= Olivera Pauljeskić =

Serbian politician

Olivera Pauljeskić (Оливера Пауљескић; born 8 February 1971) is a politician in Serbia. She served in the National Assembly of Serbia from 2014 to 2016 and has been president (i.e., speaker) of the Žagubica municipal assembly since 2016. Pauljeskić is a member of the Serbian Progressive Party.

==Private career==
Pauljeskić has a bachelor's degree in chemistry. She lives in Žagubica.

==Politician==
Pauljeskić began her political career as a member of the far-right Serbian Radical Party and appeared on the party's electoral list in the 2007 Serbian parliamentary election. The party won eighty-one seats in this election. In this period, parliamentary mandates were assigned at the discretion of successful parties, and it was common practice for mandates to be awarded out of numerical order.
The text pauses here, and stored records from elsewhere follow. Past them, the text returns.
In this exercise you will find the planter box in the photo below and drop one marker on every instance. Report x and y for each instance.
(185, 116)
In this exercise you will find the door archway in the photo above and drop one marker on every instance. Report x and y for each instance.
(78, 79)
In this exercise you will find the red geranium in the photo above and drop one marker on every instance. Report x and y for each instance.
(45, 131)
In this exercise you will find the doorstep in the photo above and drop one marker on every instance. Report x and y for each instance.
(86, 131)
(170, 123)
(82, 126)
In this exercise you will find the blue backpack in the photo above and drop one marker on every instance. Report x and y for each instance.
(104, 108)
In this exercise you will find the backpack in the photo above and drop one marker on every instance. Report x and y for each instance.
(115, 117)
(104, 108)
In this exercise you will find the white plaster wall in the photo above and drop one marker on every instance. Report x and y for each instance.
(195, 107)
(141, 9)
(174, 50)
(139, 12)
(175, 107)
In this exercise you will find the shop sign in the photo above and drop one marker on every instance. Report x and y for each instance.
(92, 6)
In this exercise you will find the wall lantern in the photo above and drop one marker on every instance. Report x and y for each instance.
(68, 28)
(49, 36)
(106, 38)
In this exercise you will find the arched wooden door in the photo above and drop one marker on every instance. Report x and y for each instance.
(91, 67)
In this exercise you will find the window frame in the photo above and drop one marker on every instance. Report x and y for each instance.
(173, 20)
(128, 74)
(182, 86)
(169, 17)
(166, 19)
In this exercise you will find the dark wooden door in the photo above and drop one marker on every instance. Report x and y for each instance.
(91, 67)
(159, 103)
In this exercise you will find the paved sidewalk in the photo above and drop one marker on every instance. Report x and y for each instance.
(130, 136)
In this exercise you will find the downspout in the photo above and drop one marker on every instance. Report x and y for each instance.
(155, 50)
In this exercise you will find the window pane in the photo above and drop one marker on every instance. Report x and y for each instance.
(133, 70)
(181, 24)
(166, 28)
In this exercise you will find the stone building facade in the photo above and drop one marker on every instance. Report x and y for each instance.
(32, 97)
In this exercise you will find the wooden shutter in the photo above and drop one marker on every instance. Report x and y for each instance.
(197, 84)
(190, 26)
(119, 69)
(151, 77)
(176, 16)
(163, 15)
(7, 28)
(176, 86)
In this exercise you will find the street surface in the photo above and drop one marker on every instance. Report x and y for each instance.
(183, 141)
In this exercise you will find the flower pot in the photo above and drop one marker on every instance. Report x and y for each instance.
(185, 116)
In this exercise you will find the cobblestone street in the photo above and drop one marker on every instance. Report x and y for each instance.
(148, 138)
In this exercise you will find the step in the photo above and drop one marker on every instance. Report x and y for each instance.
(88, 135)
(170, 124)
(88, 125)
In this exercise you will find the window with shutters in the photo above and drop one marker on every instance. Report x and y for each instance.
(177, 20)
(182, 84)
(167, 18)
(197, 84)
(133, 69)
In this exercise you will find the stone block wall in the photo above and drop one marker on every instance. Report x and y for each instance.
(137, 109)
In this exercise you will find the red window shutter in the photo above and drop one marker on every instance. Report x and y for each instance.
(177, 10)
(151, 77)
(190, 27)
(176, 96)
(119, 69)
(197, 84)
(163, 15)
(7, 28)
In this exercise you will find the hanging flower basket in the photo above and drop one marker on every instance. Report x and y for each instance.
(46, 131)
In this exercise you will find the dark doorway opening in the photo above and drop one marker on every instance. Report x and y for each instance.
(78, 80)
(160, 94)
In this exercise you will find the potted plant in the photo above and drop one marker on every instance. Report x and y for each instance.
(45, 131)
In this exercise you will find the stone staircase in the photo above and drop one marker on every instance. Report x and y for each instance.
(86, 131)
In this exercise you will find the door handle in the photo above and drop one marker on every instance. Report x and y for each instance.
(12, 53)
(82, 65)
Pauljeskić was given the 247th position out of 250 on the list; she could have been awarded a mandate despite her low list position, but she was not.

The Radical Party experienced a serious split in 2008, with several members joining the breakaway Serbian Progressive Party under the leadership of Tomislav Nikolić and Aleksandar Vučić. Pauljeskić was among those who sided with the Progressives.
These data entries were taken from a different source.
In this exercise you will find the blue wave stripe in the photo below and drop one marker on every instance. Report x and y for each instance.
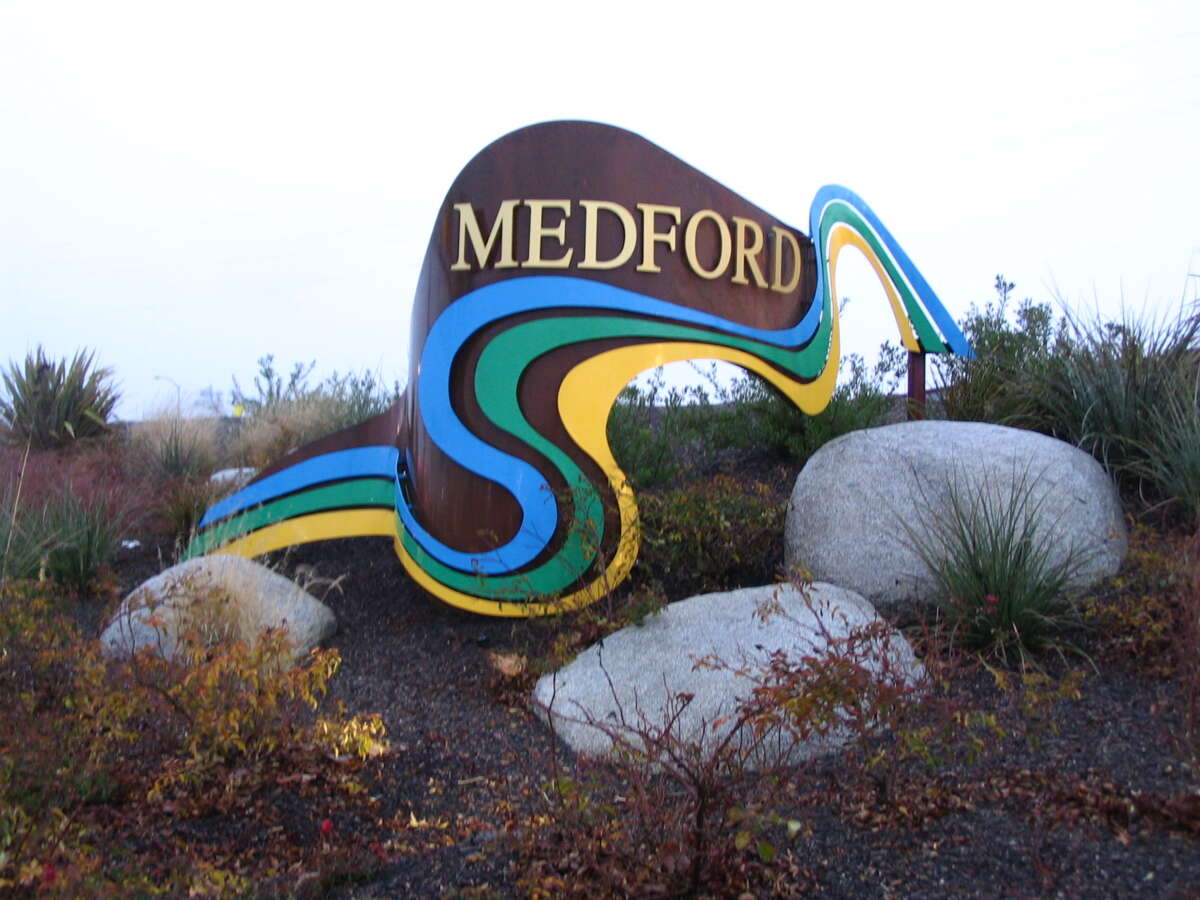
(359, 462)
(925, 295)
(489, 304)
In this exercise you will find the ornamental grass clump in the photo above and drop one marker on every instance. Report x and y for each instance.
(1003, 583)
(51, 403)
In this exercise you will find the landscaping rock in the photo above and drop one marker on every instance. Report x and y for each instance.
(217, 598)
(635, 679)
(233, 478)
(846, 521)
Serbia's electoral system was reformed in 2011, such that mandates were awarded in numerical order to candidates on successful lists. Pauljeskić received the 147th position on the Progressive Party's Let's Get Serbia Moving list in the 2012 parliamentary election; the list won seventy-three seats, and she was not elected.
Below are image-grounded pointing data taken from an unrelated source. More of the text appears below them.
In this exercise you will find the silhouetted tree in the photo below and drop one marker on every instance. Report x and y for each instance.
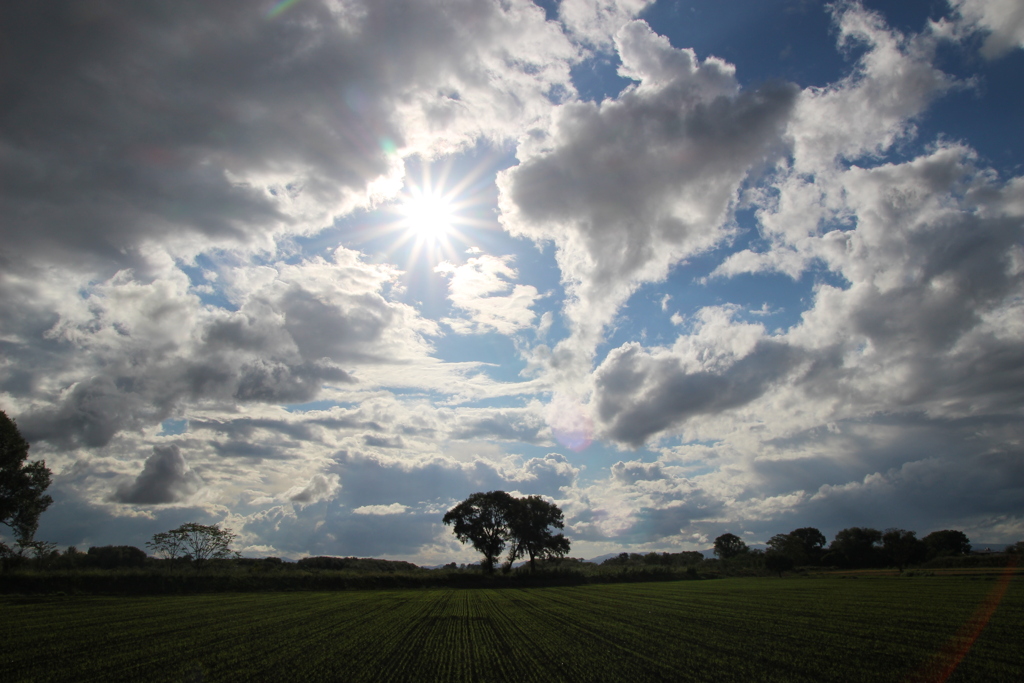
(22, 485)
(198, 542)
(530, 522)
(482, 519)
(803, 546)
(947, 542)
(116, 557)
(777, 562)
(729, 545)
(857, 547)
(902, 548)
She was elected to the national assembly in the 2014 parliamentary election, in which she received the 141st position on the Progressive Party's Aleksandar Vučić — Future We Believe In list, which won a landslide majority with 158 mandates. For the next two years, she served in the assembly as a government supporter. She spoke in parliament once, in a discussion on amendments to Serbia's law on privatization. She was also a member of the Women's Parliamentary Network.

Pauljeskić was given the 153rd position on the Aleksandar Vučić – Serbia Is Winning list in the 2016 parliamentary election and missed re-election when the list won 131 mandates. In the 2020 parliamentary election, she was given the 215th position on the Aleksandar Vučić — For Our Children list, which won 188 mandates. It is possible, though unlikely, that she could re-enter parliament as the replacement for another Progressive Party member in the term of the current assembly.

===Municipal politician===
Pauljeskić has served a number of terms in the Žagubica municipal assembly. In the 2008 Serbian local elections, she appeared in the lead position on the Radical Party's local list. Following the split, she appeared in the lead position on the Progressive list in the 2012 Serbian local elections and was re-elected when the party won three seats. She served as deputy president of the assembly in the term that followed.

She was re-elected in the 2016 local elections after receiving the second list position; the list won a majority with seventeen out of thirty-three mandates. She was appointed as president of the assembly in May 2016.

Pauljeskić again received the second position on the Progressive list in the 2020 Serbian local elections and was again re-elected when it won twenty-two of twenty-five mandates in a reduced assembly. She continues to serve as president of the assembly.